# Existence of Eigenvector in Linear Operator in Complex Vector Space

Here is some quick note for the existence of eigenvector for linear operator $T$  in complex vector space of dimension $n$. Consider any non-zero vector $X$ in the space, we have the $n+1$ vectors $X, T[X],T^2[X],T^3[X],\cdots,T^n[X]$ to be linearly dependent. Thus, there exists $a_0,a_1,\cdots,a_n$ such that $a_0+a_1T[X]+a_2T^2[X]+\cdots+a_nT^n[X]=0$. If $a_n$ is zero, we will pick the largest $k$, $k\le n$, such that $a_k \neq 0$. In any case, we can write
$a_0+a_1T[X]+a_2T^2[X]+\cdots+a_kT^k[X]=0$ with $a_k\neq 0$.
Now consider the polynomial expression
$a_0+a_1x+a_2x^2+\cdots+a_kx^k$. We can find complex numbers $c_1,c_2,\cdots,c_k$ such that

$a_0+a_1x+a_2x^2+\cdots+a_kx^k=a_k (x-c_1)(x-c_2)\cdots(x-c_k)$. Easy to verify that

$a_k(T-c_1 I)(T-c_2 I)\cdots(T-c_k I)[X]$
$=a_0+a_1T[X]+a_2T^2[X]+\cdots+a_kT^k[X]=0$.

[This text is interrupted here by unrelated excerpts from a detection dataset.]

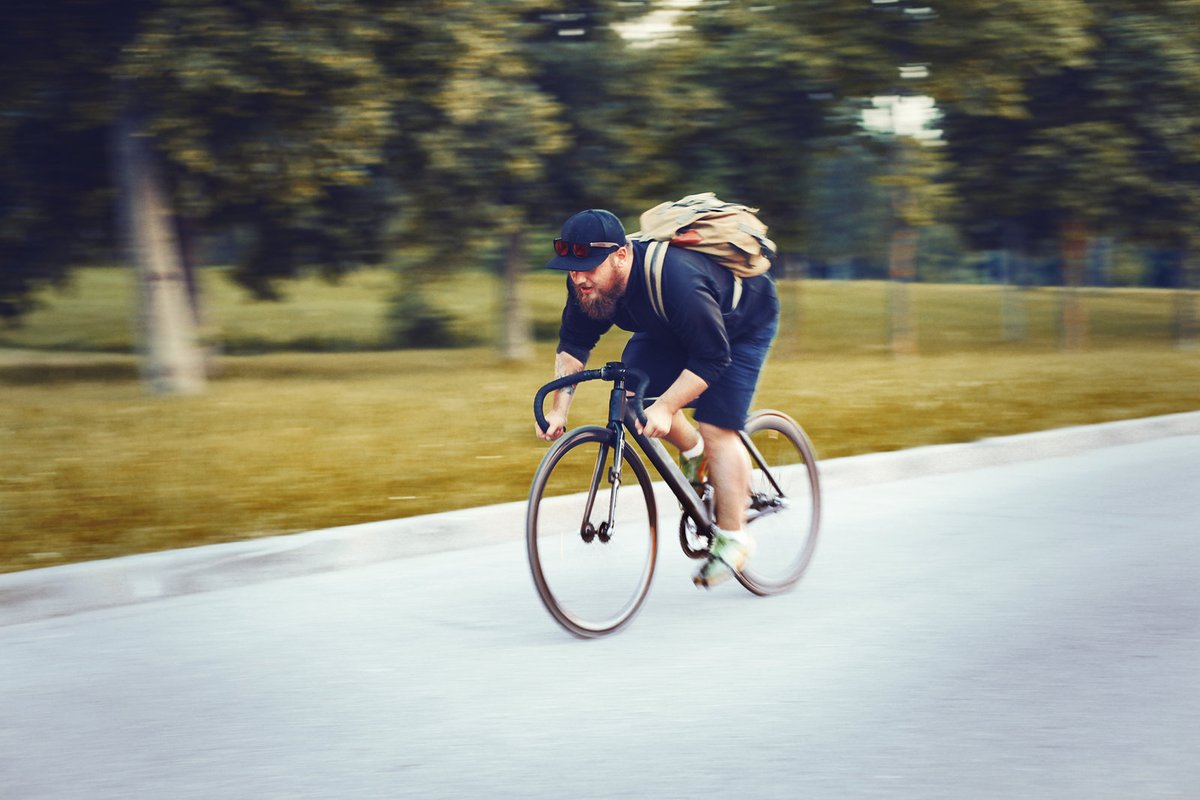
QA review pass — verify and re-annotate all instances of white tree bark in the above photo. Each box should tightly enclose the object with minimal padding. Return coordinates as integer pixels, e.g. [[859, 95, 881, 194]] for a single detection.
[[114, 114, 205, 395], [500, 230, 533, 361]]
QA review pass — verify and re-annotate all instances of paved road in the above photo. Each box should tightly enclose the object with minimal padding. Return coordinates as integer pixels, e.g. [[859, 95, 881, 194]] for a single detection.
[[0, 435, 1200, 800]]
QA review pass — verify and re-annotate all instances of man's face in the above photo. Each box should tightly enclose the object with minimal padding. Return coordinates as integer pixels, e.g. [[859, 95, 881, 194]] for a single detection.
[[570, 247, 629, 320]]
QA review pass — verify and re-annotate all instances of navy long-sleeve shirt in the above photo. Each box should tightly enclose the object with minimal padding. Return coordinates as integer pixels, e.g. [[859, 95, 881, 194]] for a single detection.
[[558, 241, 778, 385]]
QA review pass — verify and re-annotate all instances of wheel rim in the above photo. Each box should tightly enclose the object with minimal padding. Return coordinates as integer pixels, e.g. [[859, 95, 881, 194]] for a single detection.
[[527, 428, 658, 637], [739, 413, 821, 594]]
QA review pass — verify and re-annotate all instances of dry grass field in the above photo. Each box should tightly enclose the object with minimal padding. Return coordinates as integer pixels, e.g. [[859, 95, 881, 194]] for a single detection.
[[0, 269, 1200, 571]]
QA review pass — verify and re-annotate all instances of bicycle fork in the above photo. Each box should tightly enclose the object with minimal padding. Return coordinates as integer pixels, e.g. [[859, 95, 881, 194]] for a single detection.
[[580, 378, 626, 543]]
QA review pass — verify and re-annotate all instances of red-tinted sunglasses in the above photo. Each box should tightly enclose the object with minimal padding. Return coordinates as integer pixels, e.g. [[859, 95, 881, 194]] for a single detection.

For the above to be true, there must exist an $l$, $1\le l \le k$, such that

$(T-c_{l} I)\cdots(T-c_kI)[X]=0$ but $(T-c_{l+1} I)\cdots(T-c_k I)[X]\neq 0$.  Define $Y_l=(T-c_{l+1} I)\cdots(T-c_k I)[X]$, note that $(T-c_{l} I )[Y_l]=0$ with $Y_l\neq 0$. That is $T[Y_l]=c_l Y_l$ and thus $c_l$ and $Y_l$ are precisely an eigenvalue and eigenvector of $T[\cdot]$.